Tamara | July 11th, 2008 at 11:41 am
No, single moms should not, but if perks are going to be doled out at the discretion of staff, a case like yours is as good a reason as any. Family emergencies, honeymoons, people with obvious physical “issues” (no, not being a leggy supermodel) that would prevent them from being comfortable for hours - these are also viable reasons for otherwise empty seats to be filled, and would go a LONG WAY to improving the reputation of airlines, esp. in the US.
doug | July 11th, 2008 at 11:47 am
Wow. Lucky break! That is awsome!
Although single moms…ahem, parents do generally have more on their plate I don’t think this is a golden ticket to special treatment.
I mean, don’t get me wrong, it’d be nice. I just haven’t found this to be true in my experience.
On the other hand I am very much an independent, and knowing myself and my crazy thought processing I would probably take a gesture of kindness from someone trying to give me a break as an implication I can’t handle things myself.
Miranda | July 11th, 2008 at 12:18 pm
I guess if people want you to be extra-productive as a single mom, they should consider what it will take to make this happen. I don’t mean airlines, but employers and other organizations. I have been involved in some nonprofits for years, and am an officer on four boards. Before I had kids, I could make meetings even if they were scheduled for 8am or evenings; now, I can’t. My nanny has other things to do and I’m not about to get a sitter every time I have a nonprofit meeting. I could dial in, but I’d still have kid stuff going on in the background, and they always seem to fall on their heads just when an important topic is being discussed. So, what can be done for me? Well, how about having all the meetings during normal business hours - say, lunch hour? Is it giving me special treatment? Maybe - but only because most of the others on the board are either male or childless. My problems are not their problems, but if they consider my contribution valuable, they need to factor my problems into their decision process.
SKL | July 11th, 2008 at 11:20 pm
I should add that I have cut my travel to almost nil since I became a single mom. When I do go to a seminar or whatever, it’s understood that I skip any extras such as cocktail hour, classes I could teach myself, etc., if it means I can get back to my kids sooner. Again, the company chooses to employ me as a single mom, and I’ve made my values clear, so I really expect that my wish to be home as much as possible be honored.

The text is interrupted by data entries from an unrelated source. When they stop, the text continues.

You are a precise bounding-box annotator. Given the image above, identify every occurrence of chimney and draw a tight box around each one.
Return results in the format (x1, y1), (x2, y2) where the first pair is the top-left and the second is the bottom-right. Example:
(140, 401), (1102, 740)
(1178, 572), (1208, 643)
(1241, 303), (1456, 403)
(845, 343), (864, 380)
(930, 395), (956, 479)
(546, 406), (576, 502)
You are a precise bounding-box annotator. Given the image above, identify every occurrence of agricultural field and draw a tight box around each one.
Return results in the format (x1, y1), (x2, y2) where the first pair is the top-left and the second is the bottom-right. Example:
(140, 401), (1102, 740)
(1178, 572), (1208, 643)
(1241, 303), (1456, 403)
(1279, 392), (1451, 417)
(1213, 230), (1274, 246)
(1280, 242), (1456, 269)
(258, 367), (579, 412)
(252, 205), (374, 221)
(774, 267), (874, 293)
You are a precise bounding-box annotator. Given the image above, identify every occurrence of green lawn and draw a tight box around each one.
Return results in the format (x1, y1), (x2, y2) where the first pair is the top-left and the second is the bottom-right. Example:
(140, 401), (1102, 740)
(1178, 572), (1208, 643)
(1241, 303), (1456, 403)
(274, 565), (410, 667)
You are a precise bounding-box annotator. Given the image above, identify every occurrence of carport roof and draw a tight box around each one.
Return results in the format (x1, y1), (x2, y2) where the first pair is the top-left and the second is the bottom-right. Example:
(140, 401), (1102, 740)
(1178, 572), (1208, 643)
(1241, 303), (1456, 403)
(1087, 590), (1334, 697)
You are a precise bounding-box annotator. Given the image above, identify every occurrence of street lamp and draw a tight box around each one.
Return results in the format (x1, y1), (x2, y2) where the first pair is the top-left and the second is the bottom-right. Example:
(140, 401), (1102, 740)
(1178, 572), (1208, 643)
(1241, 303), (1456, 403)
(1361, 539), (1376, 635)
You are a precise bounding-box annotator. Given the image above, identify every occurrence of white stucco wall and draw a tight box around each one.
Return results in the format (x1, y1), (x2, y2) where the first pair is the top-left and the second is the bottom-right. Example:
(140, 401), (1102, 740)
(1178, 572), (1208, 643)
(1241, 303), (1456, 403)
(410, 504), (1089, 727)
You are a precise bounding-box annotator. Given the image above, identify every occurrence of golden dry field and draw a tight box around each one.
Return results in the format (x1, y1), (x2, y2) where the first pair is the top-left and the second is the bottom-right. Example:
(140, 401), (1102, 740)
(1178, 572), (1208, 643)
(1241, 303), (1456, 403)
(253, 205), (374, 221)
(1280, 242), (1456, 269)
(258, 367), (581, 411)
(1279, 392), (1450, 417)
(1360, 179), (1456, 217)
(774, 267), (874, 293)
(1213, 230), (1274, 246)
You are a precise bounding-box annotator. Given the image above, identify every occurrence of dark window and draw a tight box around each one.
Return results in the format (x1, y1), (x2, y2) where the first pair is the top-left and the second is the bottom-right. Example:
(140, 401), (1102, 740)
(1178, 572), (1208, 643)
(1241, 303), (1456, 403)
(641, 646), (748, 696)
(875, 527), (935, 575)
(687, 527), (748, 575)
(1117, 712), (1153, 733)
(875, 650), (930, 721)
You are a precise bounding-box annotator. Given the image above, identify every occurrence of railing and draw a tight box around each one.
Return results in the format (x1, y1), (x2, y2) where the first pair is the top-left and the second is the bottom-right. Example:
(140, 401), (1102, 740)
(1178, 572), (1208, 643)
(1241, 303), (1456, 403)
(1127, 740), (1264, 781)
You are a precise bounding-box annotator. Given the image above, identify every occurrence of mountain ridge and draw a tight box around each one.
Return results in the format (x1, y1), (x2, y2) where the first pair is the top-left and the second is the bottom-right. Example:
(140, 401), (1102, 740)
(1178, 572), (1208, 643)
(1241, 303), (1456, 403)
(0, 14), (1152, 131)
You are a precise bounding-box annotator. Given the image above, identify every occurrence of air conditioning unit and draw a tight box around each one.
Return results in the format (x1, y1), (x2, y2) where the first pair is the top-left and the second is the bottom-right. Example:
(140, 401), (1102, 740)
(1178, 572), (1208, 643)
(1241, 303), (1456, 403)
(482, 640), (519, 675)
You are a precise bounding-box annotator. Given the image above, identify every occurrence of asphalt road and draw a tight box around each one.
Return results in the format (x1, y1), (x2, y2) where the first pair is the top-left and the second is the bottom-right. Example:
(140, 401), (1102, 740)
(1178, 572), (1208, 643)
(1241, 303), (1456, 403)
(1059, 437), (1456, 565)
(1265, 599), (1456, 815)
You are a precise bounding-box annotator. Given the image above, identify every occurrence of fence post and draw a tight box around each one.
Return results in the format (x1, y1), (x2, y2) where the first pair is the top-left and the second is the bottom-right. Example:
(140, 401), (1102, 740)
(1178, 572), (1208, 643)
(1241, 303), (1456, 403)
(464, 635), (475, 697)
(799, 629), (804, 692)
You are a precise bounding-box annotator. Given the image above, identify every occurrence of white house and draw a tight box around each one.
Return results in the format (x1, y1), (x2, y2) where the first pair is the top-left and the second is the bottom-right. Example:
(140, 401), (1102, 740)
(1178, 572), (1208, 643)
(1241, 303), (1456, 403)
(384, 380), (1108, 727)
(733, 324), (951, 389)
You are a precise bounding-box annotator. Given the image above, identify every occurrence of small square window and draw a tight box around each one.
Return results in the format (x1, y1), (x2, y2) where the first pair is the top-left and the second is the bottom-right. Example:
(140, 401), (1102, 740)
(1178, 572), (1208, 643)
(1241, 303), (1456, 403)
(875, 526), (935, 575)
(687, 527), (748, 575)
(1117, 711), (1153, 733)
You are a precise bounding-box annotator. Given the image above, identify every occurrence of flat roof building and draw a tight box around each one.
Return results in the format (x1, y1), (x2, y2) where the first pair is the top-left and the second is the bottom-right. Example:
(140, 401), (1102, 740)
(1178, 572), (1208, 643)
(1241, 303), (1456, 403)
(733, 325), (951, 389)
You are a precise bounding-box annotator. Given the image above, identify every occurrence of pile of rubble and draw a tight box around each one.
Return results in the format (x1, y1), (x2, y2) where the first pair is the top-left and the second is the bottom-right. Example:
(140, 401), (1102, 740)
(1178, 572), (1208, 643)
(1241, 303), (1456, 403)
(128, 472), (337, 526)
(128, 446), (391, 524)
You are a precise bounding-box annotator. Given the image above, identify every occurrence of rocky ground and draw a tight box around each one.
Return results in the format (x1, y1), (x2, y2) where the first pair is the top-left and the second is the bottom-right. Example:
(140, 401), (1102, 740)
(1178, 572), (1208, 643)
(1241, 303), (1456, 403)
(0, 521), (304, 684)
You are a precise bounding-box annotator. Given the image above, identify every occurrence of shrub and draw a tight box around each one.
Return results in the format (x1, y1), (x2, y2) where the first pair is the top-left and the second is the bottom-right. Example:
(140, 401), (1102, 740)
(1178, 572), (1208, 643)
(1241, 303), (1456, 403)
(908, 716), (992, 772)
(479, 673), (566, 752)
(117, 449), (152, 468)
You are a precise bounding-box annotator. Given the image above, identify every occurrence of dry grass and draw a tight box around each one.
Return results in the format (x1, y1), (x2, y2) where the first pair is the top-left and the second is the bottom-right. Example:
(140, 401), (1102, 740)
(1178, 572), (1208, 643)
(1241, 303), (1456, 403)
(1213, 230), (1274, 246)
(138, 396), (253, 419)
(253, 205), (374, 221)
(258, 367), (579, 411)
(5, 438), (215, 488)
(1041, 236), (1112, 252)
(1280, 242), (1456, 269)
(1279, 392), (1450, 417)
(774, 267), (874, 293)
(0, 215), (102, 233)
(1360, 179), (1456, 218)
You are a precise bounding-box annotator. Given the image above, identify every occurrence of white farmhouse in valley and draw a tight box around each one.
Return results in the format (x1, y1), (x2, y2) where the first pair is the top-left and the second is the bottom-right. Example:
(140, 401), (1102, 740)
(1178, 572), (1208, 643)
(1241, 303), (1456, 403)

Luckily, the partners I work with do understand and respect my basic priorities, for the most part.
In many companies (probably most), professional women with kids are going to be paid less regardless of how much they sacrifice, based on assumptions that may or may not be true for each individual. When I was childless, I busted my butt more than any male colleague, but it sure wasn’t reflected in my pay. So why should I feel guilty cutting back to what I’m getting paid for? And that extra 10% - 20% of face-time BS that’s expected of professionals - how much is it really worth?
SKL | July 11th, 2008 at 11:33 pm
Airline service can be so inconsistent; I’m glad you met up with someone who understood the LA traffic dilemma and was willing to cut you some slack. Motherhood may have played a part, even though he said it didn’t. Ah, empathy, that rare but valuable part of customer service.
Daisy | July 13th, 2008 at 9:44 am
I was a Single Mom for a few years and now I am married and had a job that was away from my kids. However, one day while sitting on a plane I made the choice this stinks I miss my kids and now I have a job with little or no travel. You have choices, make the right one otherwise face the dreaded airlines. Everyone wants to be home and everyone has equal rights. You can not ask the world to change you need to change. However, when I was traveling I never felt to much guilt because I left them with those who loved them just as much as me and I was thinking maybe they could teach them something I could not. I left for selfish reason’s I missed them.